We also had to identify how to demarcate players by time since Oztoc runs continually and does not have a dedicated start and stop event. To determine when visitors likely entered or exited the exhibit, the designers analyzed board actions on a single day using a script with inactivity intervals ranging from 10 seconds to 120 seconds. They found that the inactivity metric did not change significantly, ranging from 45 to 120 seconds. To validate the 45-second cutoff time, they hand-labeled a 2-hour sample of video data and found that it was 100% accurate (Tissenbaum et al., 2016). Therefore, lags over 45 seconds for all four player spaces on the table triggered the creation of a new group of users.

3. Data Sources

The data analyzed here are from an open-ended engineering exhibit situated at the New York Hall of Science (Lyons et al., 2015). In the exhibit, visitors design and build glowing fishing lures to attract simulated bioluminescent fish (Figure 3). To catch all the different fish, players must experiment with creating circuits with different colors and numbers of LEDs. Wooden blocks represent resistors (1), batteries (2), timers (3), and different colored LEDs (4). Participants make circuit connections by bringing the blocks’ positive and negative terminals in contact with one another. Creating a successful circuit causes the LEDs to glow and lures the fish attracted to that light out for cataloging.
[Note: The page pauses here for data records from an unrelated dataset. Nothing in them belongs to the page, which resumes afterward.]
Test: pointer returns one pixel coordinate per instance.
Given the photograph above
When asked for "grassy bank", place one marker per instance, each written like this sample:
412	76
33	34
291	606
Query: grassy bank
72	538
Figure 3. Depiction of the Oztoc exhibit.

This study tests the validity and utility of cluster heatmapping for revealing group interaction patterns by analyzing records from a single afternoon of exhibit usage. In the 133 minutes of recorded interactions during that period, 6,077 unique events were logged as described above.

4. Results

With players and play stations defined, we restructured the dataset into 10-second intervals of “playtime.” Figure 4 displays players as rows and each of the fifty 10-second timeslices as columns, with a brighter red indicating 20 or more actions within those 10 seconds, and white indicates no data. “Actions” are defined as any logged event in that player’s playstation during that 10 seconds. The clusters were formed by cross comparing the activity levels in these player “trajectories” to investigate whether players engage with the table with the same patterns of intensity over time.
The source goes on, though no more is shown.